In this situation, only thorough consultation helps. Some patients suspect the connection between their suffering and their medication, but most do not. Responsible pharmacists who advise a doctor's visit or even a reduction in painkillers when purchasing medication are avoided. To maintain appearances, some patients go to pharmacy A on Monday, pharmacy B on Wednesday, and pharmacy C on Saturday. If possible, they order large or even hospital-sized packages to always have some on hand.
Many organs are damaged by the long-term use of painkillers
In addition to the actual painkiller, people often also take sedatives, laxatives, sleeping pills, nasal drops, and other medications. Medical examinations often reveal the effects of medication abuse in many individuals, such as gastritis, stomach ulcers, anemia, or nerve damage (polyneuropathy). The condition is often recognizable at first glance. These people are pale, have a sallow complexion, and dark circles under their eyes. Their lips are pale, and their skin has lost its elasticity and appears withered. Most patients only realize they need to take fundamental action after approximately 10 to 15 years of suffering.
The most important step in therapy
The most important step in therapy is the patient's realization: "My headaches are so bad precisely because I take so many medications so often!" The reason for continuous medication use is withdrawal headache, which occurs with predictable severity when the medication's effect wears off. In 90% of the patients examined at the Kiel Pain Clinic, this headache is of moderate to severe intensity and is accompanied by nausea, vomiting, anxiety and restlessness, circulatory problems, dizziness, and sometimes even fever. Taking one or two tablets relieves this torment—unfortunately, only temporarily—and simultaneously leads to a progressive worsening of the condition.

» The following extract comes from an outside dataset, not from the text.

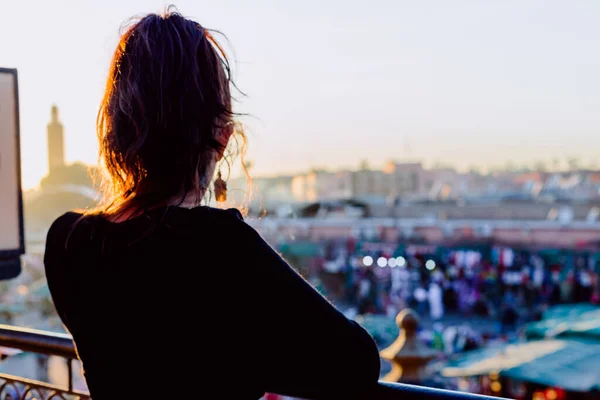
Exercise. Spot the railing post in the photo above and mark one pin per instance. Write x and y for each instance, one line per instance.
(70, 372)
(408, 355)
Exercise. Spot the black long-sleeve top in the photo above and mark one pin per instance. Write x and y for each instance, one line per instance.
(193, 303)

High risk with combination drugs!
With regular and excessive use of migraine medication, a steady increase in dosage can occur. Since discontinuing triptans and/or painkillers after prolonged use leads to withdrawal headaches, a feedback mechanism develops, creating an ever-increasing need for medication. Continued use of migraine medication leads to temporary relief in the short term. The problem is exacerbated by the use of combination drugs or multiple medications. This is particularly true when combined with phenobarbital, benzodiazepines, and other substances that act on the central nervous system.
Because of this risk, both the administration of combination drugs and the indiscriminate use of multiple medications simultaneously should be avoided. Patients should be specifically informed about the risk of medication-overuse headache. To minimize the likelihood of developing medication-induced chronic headache, a time limit should be observed when taking migraine medication, as dictated by the 10-20 rule. Due to its crucial importance, this rule is reiterated here.
The “10-20 rule” against medication overuse headache
Painkillers and specific migraine medications, such as triptans, should be used for a maximum of 10 days per month. At least 20 out of 30 days should therefore be free of their use. This rule does not count the number of tablets taken on those 10 days, but only the day itself, regardless of the amount taken. This also means: It's better to treat properly once than to treat only a little bit frequently!
Combination painkillers should be completely avoided. In various dialysis centers, between 1 and 32% of treated patients have engaged in painkiller overuse, which is considered a cause of their dialysis-dependent kidney disease. Analysis of the medical histories of affected patients reveals that caffeine in combination with a painkiller is by far the most frequent cause. Other substances commonly used in headache therapy follow with relatively equal frequency.